Baru dua hari sejak Zello keluar dari rumah sakit, namun ia sudah rapi kembali. Dengan baju kasual dan tas yang berada di punggung. Sembari duduk di kursi meja makan, Zello membalas, "Aku belum dipecat, 'kan?"

Anggia lantas menghela napas panjang. Anaknya itu memang belum dipecat. Mengingat dirinya memang bukan kabur begitu saja. Kinerjanya juga dianggap baik.

Ditambah, merupakan anak petinggi.

"Ya, belum, sih," jawab Anggia. Ia menghampiri Zello dan duduk di sebelahnya. Merasa sedih karena sang putra semakin mengurus. Tangannya mengusap lengan Zello perlahan. "Istirahat sebentar lagi, ya. Bunda udah bilang ke kepala ruangan kamu, kalau kamu butuh istirahat lebih. Jangan sampai, karena kerja kamu jadi drop lagi."

"Udah terlalu lama aku absen." Zello berucap. Ia menatap Anggia dalam-dalam, berusaha meyakinkan wanita tersebut. Senyumnya lebar, menutupi pucat di wajah. "Lagian juga, nggak enak kalau Bunda terus bantuin aku. Aku udah dewasa, loh."

"Mana ada?" Anggia menjawil hidung Zello dengan lembut. "Kamu selamanya jadi bayi Bunda."

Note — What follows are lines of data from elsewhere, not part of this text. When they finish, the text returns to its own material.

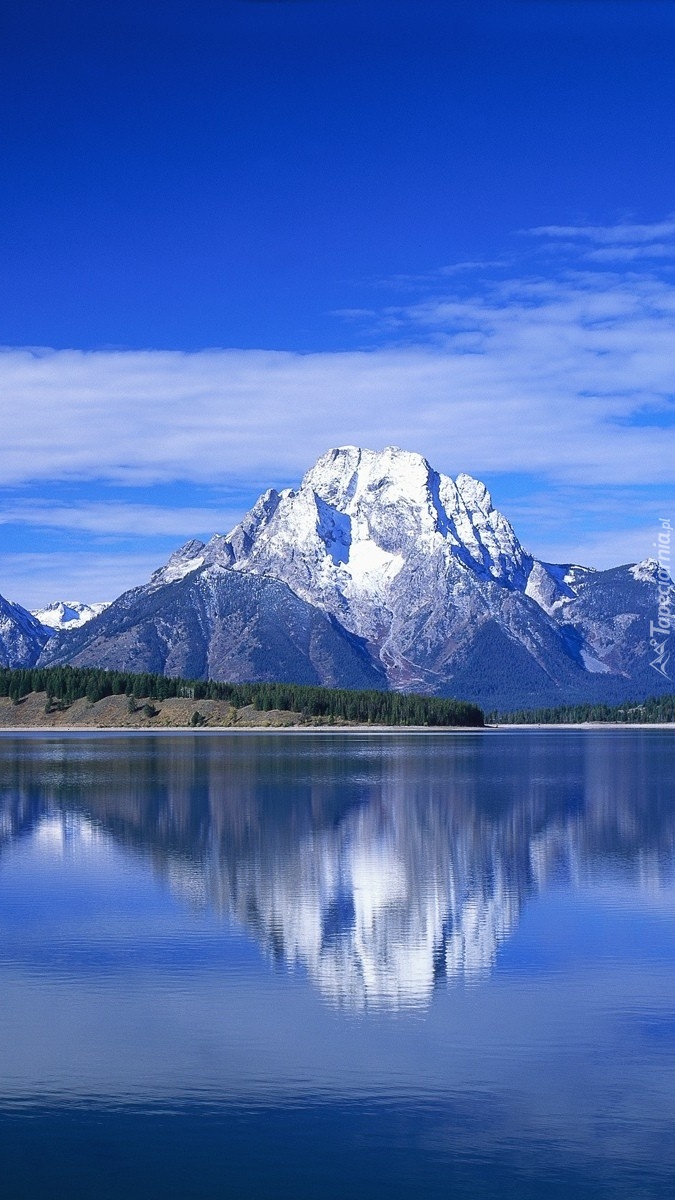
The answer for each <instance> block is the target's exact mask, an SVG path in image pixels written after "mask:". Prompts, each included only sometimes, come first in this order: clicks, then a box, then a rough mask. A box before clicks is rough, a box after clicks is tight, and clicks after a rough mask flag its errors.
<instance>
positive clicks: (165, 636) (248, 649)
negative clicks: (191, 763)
mask: <svg viewBox="0 0 675 1200" xmlns="http://www.w3.org/2000/svg"><path fill="white" fill-rule="evenodd" d="M657 569H658V568H657V564H656V563H655V562H651V560H646V562H645V563H641V564H638V566H620V568H615V569H614V570H610V571H593V570H590V569H587V568H583V566H574V565H554V564H549V563H543V562H539V560H537V559H536V558H533V557H532V556H531V554H530V553H528V552H527V551H526V550H524V547H522V546H521V544H520V541H519V540H518V538H516V535H515V533H514V530H513V528H512V526H510V524H509V522H508V521H507V520H506V517H504V516H502V514H500V512H498V511H497V510H496V509H495V508H494V505H492V502H491V498H490V494H489V492H488V490H486V488H485V486H484V485H483V484H482V482H480V481H479V480H476V479H472V478H471V476H470V475H459V476H458V479H456V480H452V479H449V478H448V476H447V475H442V474H438V473H437V472H435V470H434V469H432V468H431V467H430V464H429V463H428V462H426V460H425V458H423V457H422V456H420V455H418V454H412V452H408V451H405V450H399V449H396V448H389V449H387V450H383V451H381V452H376V451H372V450H362V449H358V448H356V446H342V448H340V449H336V450H330V451H328V454H325V455H323V456H322V457H321V458H319V460H318V461H317V463H316V464H315V466H313V467H312V468H311V470H309V472H307V474H306V475H305V478H304V479H303V481H301V484H300V486H299V487H298V488H297V490H292V488H286V490H285V491H281V492H277V491H275V490H270V491H268V492H265V493H264V494H263V496H262V497H261V498H259V500H258V502H257V503H256V504H255V505H253V508H252V509H251V511H250V512H249V514H247V515H246V516H245V518H244V520H243V521H241V522H240V524H239V526H237V527H235V528H234V529H233V530H232V532H231V533H229V534H227V535H222V534H216V535H215V536H214V538H213V539H211V540H210V541H209V542H207V544H204V542H202V541H190V542H187V544H186V545H185V546H184V547H181V548H180V550H179V551H177V552H175V553H174V554H173V556H172V557H171V559H169V560H168V563H167V564H166V565H165V566H163V568H161V569H160V570H157V571H155V574H154V575H153V577H151V580H150V581H149V583H148V584H147V586H145V587H142V588H136V589H133V590H132V592H129V593H125V595H124V596H120V598H119V600H117V601H115V602H114V604H113V605H112V606H110V607H109V608H108V610H106V612H103V613H101V614H100V616H98V617H95V618H94V619H92V620H91V622H90V623H89V624H88V625H86V626H84V628H82V629H78V630H74V631H73V632H70V634H60V635H58V636H56V637H55V638H54V640H53V642H50V643H49V646H48V647H47V648H46V649H44V650H43V653H42V656H41V660H40V661H41V662H43V664H49V662H78V664H82V665H100V666H117V667H125V668H127V670H153V671H166V672H167V673H171V674H178V673H184V674H193V676H199V677H205V676H209V677H211V678H217V679H222V678H231V679H233V680H238V679H239V680H240V679H285V680H295V682H322V683H323V682H330V683H333V684H337V685H344V686H366V685H369V686H384V688H393V689H401V690H410V691H423V692H431V694H438V695H450V696H456V697H458V698H466V700H471V701H476V702H479V703H482V704H483V706H484V707H486V708H518V707H533V706H538V704H556V703H573V702H574V703H577V702H581V701H601V700H603V701H607V702H619V701H621V700H623V698H629V697H634V698H641V697H644V696H646V695H649V694H655V692H659V691H661V692H663V691H665V690H669V688H670V690H671V685H670V684H669V680H668V679H664V678H662V677H659V676H658V674H657V673H656V672H655V671H652V670H651V668H650V647H649V629H650V617H653V616H655V614H656V611H657V590H658V583H657ZM275 588H276V589H277V590H275ZM279 589H281V590H279ZM674 604H675V599H674ZM291 647H293V649H291ZM298 655H299V656H298Z"/></svg>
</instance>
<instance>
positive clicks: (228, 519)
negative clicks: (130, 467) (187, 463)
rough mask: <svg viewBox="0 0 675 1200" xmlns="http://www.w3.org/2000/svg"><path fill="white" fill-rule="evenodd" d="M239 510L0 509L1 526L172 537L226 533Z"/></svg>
mask: <svg viewBox="0 0 675 1200" xmlns="http://www.w3.org/2000/svg"><path fill="white" fill-rule="evenodd" d="M240 516H241V510H240V509H204V508H199V509H197V508H171V506H168V505H167V506H166V508H162V506H160V505H153V504H110V503H107V504H96V503H94V504H62V505H59V504H50V505H47V504H44V503H40V502H30V500H29V502H24V503H18V504H17V503H8V504H5V505H4V506H2V508H1V509H0V524H23V526H32V527H34V528H36V529H70V530H82V532H84V533H92V534H100V535H103V536H108V535H120V536H127V535H139V534H141V533H142V535H143V536H171V538H178V536H180V535H183V534H185V535H186V536H190V538H192V536H196V535H197V534H199V533H211V534H213V533H228V532H229V529H232V528H233V527H234V526H235V524H237V522H238V521H239V518H240Z"/></svg>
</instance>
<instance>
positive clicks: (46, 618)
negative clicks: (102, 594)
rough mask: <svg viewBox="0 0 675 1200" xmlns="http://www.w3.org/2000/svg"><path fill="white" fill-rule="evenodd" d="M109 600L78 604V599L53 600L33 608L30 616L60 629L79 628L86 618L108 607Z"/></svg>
mask: <svg viewBox="0 0 675 1200" xmlns="http://www.w3.org/2000/svg"><path fill="white" fill-rule="evenodd" d="M108 604H109V601H102V602H101V604H80V602H79V600H54V602H53V604H48V605H47V606H46V607H44V608H34V610H32V616H34V617H35V619H36V620H38V622H40V624H41V625H46V626H47V628H48V629H53V630H55V631H60V630H62V629H79V626H80V625H85V624H86V622H88V620H91V619H92V618H94V617H98V614H100V613H102V612H104V611H106V608H107V607H108Z"/></svg>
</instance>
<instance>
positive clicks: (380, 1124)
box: [0, 730, 675, 1200]
mask: <svg viewBox="0 0 675 1200" xmlns="http://www.w3.org/2000/svg"><path fill="white" fill-rule="evenodd" d="M674 1135H675V736H674V733H673V732H669V731H663V732H659V731H651V730H644V731H639V730H627V731H620V730H607V731H598V732H595V731H593V732H591V731H562V732H545V731H532V732H525V731H522V732H516V731H508V732H503V733H500V732H494V731H489V732H484V733H458V734H438V733H429V734H426V733H423V734H412V733H411V734H398V733H395V734H394V733H392V734H363V736H354V734H321V736H311V734H281V736H274V734H233V736H217V734H203V736H199V734H197V736H191V734H181V736H166V737H162V736H147V737H145V736H136V737H126V736H114V734H113V736H110V734H108V736H100V734H89V736H86V734H77V736H64V734H60V736H44V734H35V736H32V734H29V736H2V737H0V1194H1V1196H2V1198H4V1200H19V1198H20V1200H41V1198H49V1200H59V1198H67V1200H84V1198H96V1200H112V1198H115V1200H118V1198H124V1200H141V1198H143V1200H155V1198H156V1200H160V1198H162V1200H167V1198H185V1200H202V1198H204V1200H207V1198H208V1200H211V1198H216V1196H217V1198H235V1200H249V1198H251V1200H252V1198H263V1196H265V1198H267V1196H275V1198H276V1196H289V1198H291V1196H293V1198H300V1200H304V1198H312V1200H313V1198H321V1200H324V1198H340V1200H346V1198H347V1200H348V1198H360V1196H364V1198H376V1200H380V1198H388V1200H393V1198H410V1196H413V1198H416V1196H426V1198H436V1196H443V1198H444V1196H448V1198H468V1196H480V1198H496V1196H498V1198H500V1200H504V1198H514V1200H521V1198H522V1200H525V1198H528V1200H530V1198H532V1200H539V1198H546V1200H556V1198H575V1200H577V1198H581V1200H584V1198H608V1200H609V1198H613V1200H614V1198H616V1196H620V1198H622V1196H631V1198H633V1196H635V1198H652V1196H669V1198H670V1196H673V1195H674V1194H675V1136H674Z"/></svg>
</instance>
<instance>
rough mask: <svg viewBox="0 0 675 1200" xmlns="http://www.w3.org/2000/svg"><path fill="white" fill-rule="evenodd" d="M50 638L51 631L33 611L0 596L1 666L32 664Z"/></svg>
mask: <svg viewBox="0 0 675 1200" xmlns="http://www.w3.org/2000/svg"><path fill="white" fill-rule="evenodd" d="M48 638H49V631H48V630H47V629H44V626H43V625H41V623H40V622H38V620H36V618H35V617H34V616H32V613H30V612H28V611H26V610H25V608H22V606H20V605H18V604H12V601H11V600H5V598H4V596H0V666H2V667H30V666H32V665H34V664H35V662H36V660H37V658H38V656H40V652H41V650H42V647H43V646H44V643H46V642H47V641H48Z"/></svg>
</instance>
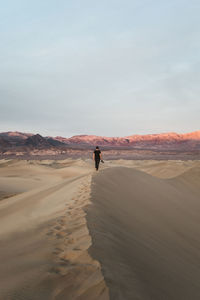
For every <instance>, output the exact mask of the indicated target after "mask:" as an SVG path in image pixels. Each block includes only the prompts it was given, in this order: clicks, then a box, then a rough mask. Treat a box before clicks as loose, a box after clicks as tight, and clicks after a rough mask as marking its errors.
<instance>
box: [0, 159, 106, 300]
mask: <svg viewBox="0 0 200 300" xmlns="http://www.w3.org/2000/svg"><path fill="white" fill-rule="evenodd" d="M92 173H93V168H92V166H91V162H89V163H87V162H84V161H82V160H70V159H68V160H65V161H62V162H56V161H41V162H40V161H18V160H13V161H1V164H0V190H1V193H0V196H1V201H0V241H1V247H0V299H1V300H7V299H9V300H10V299H16V300H17V299H25V300H29V299H34V300H35V299H37V300H40V299H41V300H45V299H91V300H93V299H102V300H104V299H108V290H107V287H106V285H105V282H104V279H103V276H102V273H101V266H100V264H99V262H98V261H96V260H94V259H93V258H92V257H90V255H89V254H88V248H89V247H90V245H91V237H90V235H89V233H88V228H87V224H86V219H85V212H84V211H83V207H84V206H85V205H86V204H88V203H89V199H90V182H91V176H92Z"/></svg>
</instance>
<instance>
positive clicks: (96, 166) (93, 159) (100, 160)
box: [93, 146, 103, 171]
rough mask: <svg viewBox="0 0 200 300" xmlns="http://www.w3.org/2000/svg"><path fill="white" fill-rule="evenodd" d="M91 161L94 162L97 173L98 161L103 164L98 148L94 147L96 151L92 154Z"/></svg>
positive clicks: (100, 154) (98, 164) (98, 162)
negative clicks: (102, 162) (95, 148)
mask: <svg viewBox="0 0 200 300" xmlns="http://www.w3.org/2000/svg"><path fill="white" fill-rule="evenodd" d="M93 160H94V161H95V168H96V170H97V171H98V169H99V163H100V161H102V162H103V160H102V154H101V151H100V150H99V147H98V146H96V149H95V150H94V152H93Z"/></svg>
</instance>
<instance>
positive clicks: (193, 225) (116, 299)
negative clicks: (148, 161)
mask: <svg viewBox="0 0 200 300" xmlns="http://www.w3.org/2000/svg"><path fill="white" fill-rule="evenodd" d="M117 164H118V165H119V164H122V162H115V165H117ZM126 164H128V166H129V168H127V167H126V168H125V167H116V168H115V169H114V168H109V169H106V170H104V171H103V172H101V173H100V174H98V176H94V177H93V180H92V193H91V201H92V205H90V206H89V207H88V208H87V220H88V226H89V231H90V234H91V235H92V241H93V243H92V247H91V248H90V251H89V253H90V254H91V255H92V257H94V258H95V259H97V260H98V261H99V262H100V263H101V266H102V272H103V275H104V278H105V281H106V284H107V286H108V288H109V292H110V299H111V300H118V299H120V300H123V299H126V300H129V299H130V300H133V299H142V300H147V299H152V300H161V299H162V300H179V299H180V300H189V299H193V300H198V299H200V280H199V278H200V218H199V217H200V163H199V162H195V163H194V162H193V163H191V162H176V163H175V162H173V163H172V162H156V163H154V162H147V163H146V165H145V164H144V163H142V162H138V163H137V164H136V165H137V168H140V169H143V170H146V172H148V173H151V174H154V176H152V175H149V174H147V173H144V172H142V171H140V170H136V169H132V168H130V166H132V165H133V164H132V163H130V162H129V163H128V162H126ZM136 165H135V167H136ZM164 170H166V173H165V172H164ZM181 173H182V174H181ZM167 174H168V176H167ZM178 174H179V175H178ZM172 176H173V177H172ZM174 176H175V177H174ZM159 177H165V179H163V178H159ZM166 177H168V178H166ZM169 177H170V178H169ZM93 219H95V220H96V222H92V220H93Z"/></svg>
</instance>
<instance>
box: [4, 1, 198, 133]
mask: <svg viewBox="0 0 200 300" xmlns="http://www.w3.org/2000/svg"><path fill="white" fill-rule="evenodd" d="M199 15H200V1H199V0H191V1H185V0H174V1H171V0H168V1H164V0H123V1H122V0H107V1H105V0H102V1H96V0H93V1H92V0H91V1H90V0H84V1H83V0H82V1H80V0H79V1H76V0H70V1H67V0H57V1H56V0H54V1H52V0H43V1H41V0H40V1H39V0H34V1H33V0H29V1H28V0H23V1H22V0H21V1H20V0H7V1H1V0H0V43H1V46H0V131H7V130H19V131H25V132H33V133H34V132H35V133H36V132H40V133H41V134H43V135H53V136H55V135H62V136H71V135H75V134H96V135H105V136H126V135H131V134H135V133H137V134H145V133H159V132H167V131H176V132H190V131H194V130H199V129H200V126H199V125H200V123H199V115H200V18H199Z"/></svg>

Zello berdecak pelan. Ia memilih bangkit, melepaskan pegangan tangan Anggia di pundaknya. Wajah yang tampak memerah samar itu kemudian Zello tutupi dengan mengalihkan pandangan.

"Aku udah 23 tahun, jangan perlakuin aku kayak anak-anak lagi, Bun," balas Zello, agak kesal. "Aku mau berangkat aja. Takut telat. Nanti, jadi bahan omongan lagi."

"Nggak telat aja, kamu jadi bahan omongan."

"Nah, itu masalahnya." Tangan Zello yang terkepal kemudian menggebrak meja perlahan. "Aku, tuh, nggak mau nambah bahan gosipan lagi. Walau lumayan, sih, pahala aku nambah. Soalnya, digosipin terus."

Anggia terkikik geli mendengar ucapan Zello. Ia ikut bangkit, lalu mengacak surai legam Zello yang berantakan. "Hati-hati di jalan, ya," bisik Anggia lembut. "Kalau ada apa-apa, kamu harus segera kasih tahu Bunda. Jangan sampai Bunda dengar kamu masuk IGD lagi. Bunda ... nggak mau ngalamin hal kayak gitu lagi."

Zello tersenyum tipis. Ia meraih tangan Anggia dan menggenggamnya dengan erat. "Bunda seharusnya udah biasa," balasnya. Merasa tidak suka dengan kenyataan tersebut, namun Zello tidak bisa juga mengelak.

Kondisi jantung yang fungsinya menjadi jauh lebih buruk, mungkin akan membuat Zello kesulitan. Mungkin akan membuat Zello lebih sering datang ke instalasi gawat darurat. Dan mungkin ... suatu hari nanti akan merenggut nyawanya.

Zello juga takut, namun mau tidak mau, ia harus terbiasa. Zello juga ingin semua orang terbiasa dengan kondisinya. Hingga ketika harus kehilangan, sudah tidak ada lagi rasa berat untuk merelakan.

"Bunda nggak akan pernah terbiasa, kalau itu menyangkut soal kamu." Anggia berujar.

"Bunda awalnya perawat di IGD, loh."

"Ya, tapi kalau soal anak kesayangan Bunda, semuanya beda. Bunda nggak bisa ngelihat kamu kayak pasien yang lain." Anggia mengusap pipi Zello yang dingin dengan lembut. "Makanya itu, jangan sampai Bunda dapat kabar buruk lagi, ya."

"Aku nggak janji."

"Kamu nggak perlu janji, Zel. Kamu cuma harus berusaha."

Zello diam sejenak, sebelum melepas genggaman tangannya. Ia tersenyum, sebelum membalik tubuh dan berjalan meninggalkan Anggia begitu saja. Merasa sedih karena ucapan sang bunda, namun Zello tidak ingin menunjukkannya.